A couple of volunteers came forward to assist with editing, which I greatly appreciate, but both said they did not have the time to commit to overall editorship. Which means that someone needs to step forward, as I did two years ago, to ensure the continued growth of the magazine. I hope someone will do so. I will be on hand to assist with issue 19 but it is my intent to move to California in the next year or so and producing Overload from across the pond, whilst possible, might be less than satisfactory in terms of schedule.
Coffee. Tea or Me?1
Java continues to progress on all fronts. It matures as a language, as raw technology and in pure popularity. More and more web sites are taking advantage of the sophistication that Java applets allow - not always successfully - and many UK companies are now investigating how they can benefit from using Java for some aspect of their business.
I'm writing this on a flight from Heathrow to Chicago, en route to San Francisco and the second Java Study Group meeting. The UK have formed an official panel, IST/5/-/53, to track the work of the SC22-backed JSG and provide input from UK companies and individuals. So far, only the UK and France have been this organised: France is generally following UK policy, with a few exceptions, and I hope we can continue close cooperation. The UK are providing a four-strong delegation to JSG and I am head of that delegation. If you are interested in contributing, contact the convenor: Derek Jones <firstname.lastname@example.org> of Knowledge Software Ltd. I'd like to think that this level of organisation shows how committed UK and French companies are to leading edge technology - if you are using Java for some aspect of your work, consider writing it up for future issues of Overload.
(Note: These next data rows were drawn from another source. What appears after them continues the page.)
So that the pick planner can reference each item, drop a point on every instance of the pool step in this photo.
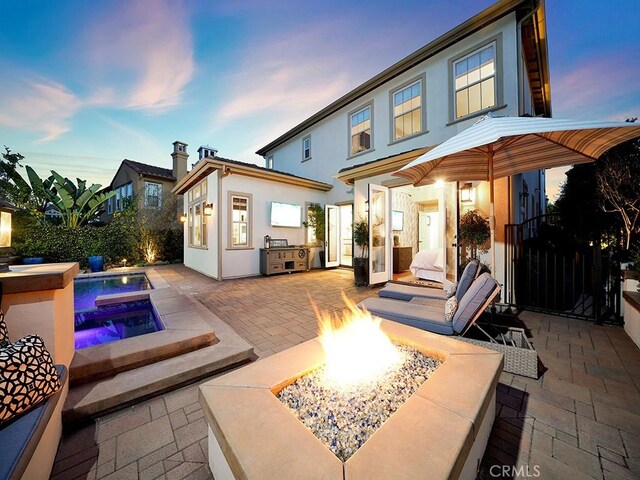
(95, 398)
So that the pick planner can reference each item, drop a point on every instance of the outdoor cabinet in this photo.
(282, 260)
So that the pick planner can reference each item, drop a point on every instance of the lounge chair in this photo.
(431, 318)
(398, 291)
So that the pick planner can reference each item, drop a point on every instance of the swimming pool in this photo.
(97, 325)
I expect to continue writing for Overload. I have a backlog of books to review for a start and I shall be writing more about Java and probably also about Smalltalk. I hope that future editors might find my submissions on non-C++ languages to be sufficiently interesting as to publish them in Overload. I have also been asked to write for other magazines and, if I have time and inclination, I shall probably do so.
The Outgoing Editor
Joint issue number
A word from Francis:
Whatever efforts are put in by future editors during the remainder of this subscription year, we are not going to manage more than five issues of Overload (and it is going to need more involvement by the readership to achieve even that). There will be a suitable discount at renewal time to compensate for this shortfall in promised issues. However, for arcane technical reasons related to Overload having an ISSN number, this issue is numbered as both 17 and 18.